Potential contractors should weigh a number of considerations in deciding whether, when and how to disclose a change to the procuring agency.

First, although organizations have an obligation to advise agencies of material changes, they may then find themselves stranded with no way to explain how they will adjust to the change. If the change occurs prior to the submission of final proposal revisions, such a submission offers a straightforward opportunity to update proposals.

But if proposal revisions are not invited or have already been submitted, there is no automatic opportunity for the bidder to describe its revised approach. If it nonetheless provides information about its revised approach, that interaction may constitute improper discussions with only one of the competitors. Indeed, GAO flagged that pitfall in Paradigm Technologies, noting that the agency would have to reopen discussions with all contract bidders.

Second, if the bidder decides to inform the agency of a potentially material change in its proposal, it must be prepared for the possibility that the agency may decline to open discussions and may instead simply reject its proposal as technically unacceptable.
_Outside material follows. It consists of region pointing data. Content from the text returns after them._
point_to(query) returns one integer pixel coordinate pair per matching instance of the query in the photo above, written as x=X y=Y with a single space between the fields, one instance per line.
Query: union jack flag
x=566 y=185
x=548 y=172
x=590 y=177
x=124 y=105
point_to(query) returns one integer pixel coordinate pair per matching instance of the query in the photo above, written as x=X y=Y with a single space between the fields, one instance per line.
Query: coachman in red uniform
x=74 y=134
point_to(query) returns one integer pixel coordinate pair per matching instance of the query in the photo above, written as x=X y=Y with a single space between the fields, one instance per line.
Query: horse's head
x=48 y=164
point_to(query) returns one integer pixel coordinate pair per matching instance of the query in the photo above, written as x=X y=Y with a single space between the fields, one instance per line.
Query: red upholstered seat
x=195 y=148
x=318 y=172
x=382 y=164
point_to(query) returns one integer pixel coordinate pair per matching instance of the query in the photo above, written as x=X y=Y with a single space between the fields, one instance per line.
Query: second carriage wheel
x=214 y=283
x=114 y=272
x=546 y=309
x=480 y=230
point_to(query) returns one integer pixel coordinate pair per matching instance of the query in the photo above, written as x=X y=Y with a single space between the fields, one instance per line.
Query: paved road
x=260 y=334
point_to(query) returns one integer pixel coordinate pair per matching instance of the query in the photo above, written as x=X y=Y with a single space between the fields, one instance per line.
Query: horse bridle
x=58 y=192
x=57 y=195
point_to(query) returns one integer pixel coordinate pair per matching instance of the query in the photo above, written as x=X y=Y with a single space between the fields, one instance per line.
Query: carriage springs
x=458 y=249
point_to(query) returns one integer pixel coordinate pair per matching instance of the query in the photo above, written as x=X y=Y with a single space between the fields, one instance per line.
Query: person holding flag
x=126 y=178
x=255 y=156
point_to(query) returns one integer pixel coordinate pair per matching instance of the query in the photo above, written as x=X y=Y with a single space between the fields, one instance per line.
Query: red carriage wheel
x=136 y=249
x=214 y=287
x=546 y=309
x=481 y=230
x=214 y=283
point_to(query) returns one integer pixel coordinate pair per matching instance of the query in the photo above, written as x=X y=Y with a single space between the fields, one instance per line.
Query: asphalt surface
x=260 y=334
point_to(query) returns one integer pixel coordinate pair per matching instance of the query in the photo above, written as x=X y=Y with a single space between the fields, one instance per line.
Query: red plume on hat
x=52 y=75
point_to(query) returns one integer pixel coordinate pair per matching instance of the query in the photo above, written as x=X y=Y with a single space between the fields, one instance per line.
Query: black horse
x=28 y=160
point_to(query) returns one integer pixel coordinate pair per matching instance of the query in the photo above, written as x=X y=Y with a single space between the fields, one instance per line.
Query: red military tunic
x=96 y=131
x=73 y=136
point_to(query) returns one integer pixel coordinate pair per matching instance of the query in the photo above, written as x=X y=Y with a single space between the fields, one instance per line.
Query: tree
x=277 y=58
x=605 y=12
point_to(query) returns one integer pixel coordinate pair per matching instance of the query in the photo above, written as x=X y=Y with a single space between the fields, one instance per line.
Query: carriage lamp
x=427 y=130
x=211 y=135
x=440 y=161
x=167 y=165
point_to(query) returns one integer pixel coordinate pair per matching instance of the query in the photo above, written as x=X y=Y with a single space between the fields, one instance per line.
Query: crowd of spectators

In Paradigm Technologies, for example, the awardee’s proposed program manager left the company prior to reevaluation of proposals. According to GAO, the agency either had to reject the awardee’s proposal as technically unacceptable or reopen discussions with — and invite proposal revisions from — all competitors.

Agencies are likely more willing to open discussions early in the procurement process than when they are close to award, so disclosing a change sooner rather than later may be a benefit.

Third, if the bidder opts not to inform the agency of a potential material change and then wins the contract, the award is particularly vulnerable to protest. The organization should therefore be prepared to explain why it deemed the change to be immaterial. GAO has been willing to get into the weeds on this topic, including — for example, in Greenleaf Construction — taking testimony and evaluating witnesses’ demeanor in assessing when an awardee first learned that a material change occurred.

Last, if the offeror concludes that a change is not material, and so opts not to inform the agency prior to award, it would be well-served to notify the procuring agency promptly upon receiving notice of award. Doing so will reduce the risk of customer relations problems, termination or False Claims Act allegations.

Jay Carey is a partner and Kayleigh Scalzo an associate with Covington & Burling LLP. They specialize in bringing and defending bid protests and helping clients navigate the procurement process. The views expressed here are solely those of the authors.